SANTA CLARA, Calif. -- Jim Harbaugh didn't call Sean Payton in August before the San Francisco 49ers played the New Orleans Saints, unaware of the "gentleman's agreement" between NFL coaches to talk before preseason games to agree on strategy. Of course, now that he is aware of it, Harbaugh still wouldn't make the call.
Much was made after the game about a report from a Saints radio broadcaster indicating that New Orleans defensive coordinator Gregg Williams went against convention by implementing a heavy blitz package in the teams' first preseason game; Williams reportedly was upset that Harbaugh did not call Payton beforehand to discuss how the teams would approach the exhibition.
Payton denied the report Tuesday when asked about it on a conference call.
"There's no bad blood. The report is absolutely crazy," Payton said. "The idea that I was offended was nuts. I don't think I've ever turned to him (Williams) and said: 'Let's bring a blitz now.' Just the idea of a mysterious phone call we were waiting for is crazy. It was a bogus report then and it's crazy we're talking about it."
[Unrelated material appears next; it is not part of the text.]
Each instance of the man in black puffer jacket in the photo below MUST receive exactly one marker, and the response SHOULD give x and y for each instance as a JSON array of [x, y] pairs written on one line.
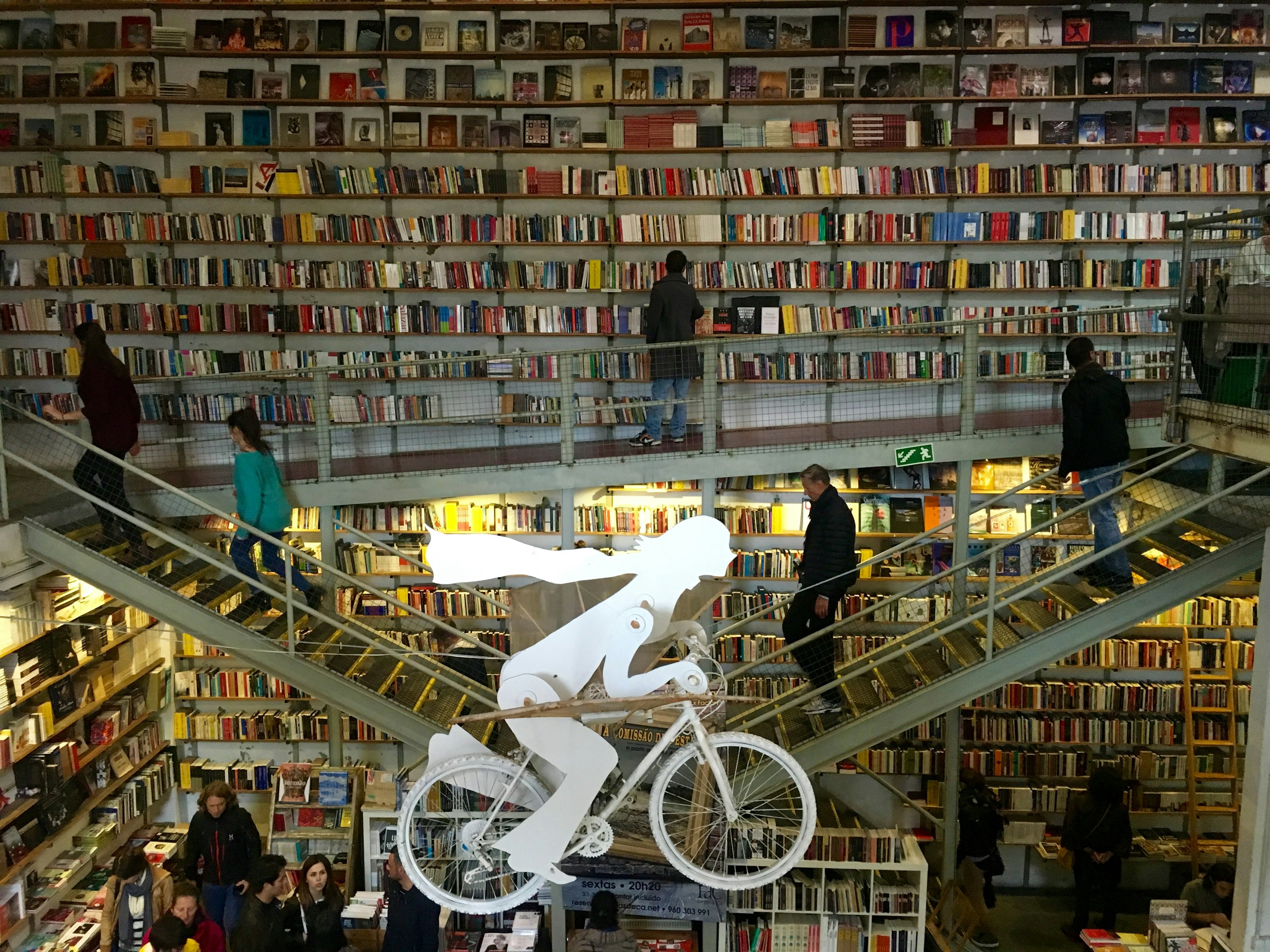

There were few signs of the remarkable turnaround Harbaugh has engineered in San Francisco in that 24-3 loss at the Superdome -- the 49ers were completely overwhelmed by New Orleans' heavy blitz package. Now the teams will meet again Saturday, this time at Candlestick Park for a berth in the NFC Championship Game.
Harbaugh said he even asked his brother, Ravens coach John Harbaugh, about whether checking in with another head coach before a preseason meeting was proper protocol.
"He wasn't aware of all that," Jim Harbaugh said. "And even if there was, we wouldn't do it, anyway. We ask no quarter, we get no quarter. That's how we approach things."
While many of the 49ers players expressed surprise toward the unusual strategy for a preseason game, Goodwin knew it was coming after seeing Williams up close while playing the previous five seasons with the Saints.
"First practice in training camp, Gregg blitzes. It wasn't a surprise for me. That's what he likes to do," Goodwin said. "One thing about this league is you have to learn from your mistakes. Fortunately for us, at that time it was a preseason game, a game that didn't count against us. Hopefully, we've learned from some of those mistakes and can apply them in the future."
Left tackle Joe Staley took exception to the Saints' tactics. New Orleans blitzed 18 times in the first half that August night.
"We kind of come to the sidelines and we're like, 'They're blitzing every play. We have a week-and-a-half of the offense in right now.' So we weren't expecting that, no," he said, according to the San Francisco Chronicle.
The 49ers will need to handle the blitz better this week. According to ESPN Stats & Information, no team sent five or more pass rushers on a higher percentage of their opponents' dropbacks this season than the Saints, who sent extra pressure on 51.1 percent of dropbacks, the only team in the league over 50 percent.
Against extra pressure, the Saints allowed a 49.1 completion percentage, the sixth-lowest mark in the league. They also had 24 sacks in those situations, tied with the Texans for the most in the league.
However, the Saints did allow 14 30-yard completions when sending extra pressure this season, tied with the Cowboys for the most in the league.
The Niners did well most of the season against pressure, with quarterback Alex Smith going 91 for 153 for 1,116 yards, eight touchdowns, one interception and a 96.7 passer rating. But they allowed 21 sacks, including 13 in the final six games.
But the Saints are different from most blitzing teams. They have 15 players who have been credited with sacks this season, led by safety Roman Harper's 7½, making it difficult sometimes to know from where the pressure is coming.
"Their blitz schemes are a little bit different because they bring a lot more DBs, secondary guys instead of linebackers," Staley said. "We have to do a great job just identifying and preparing all week."
Information from ESPN Stats & Information and The Associated Press was used in this report.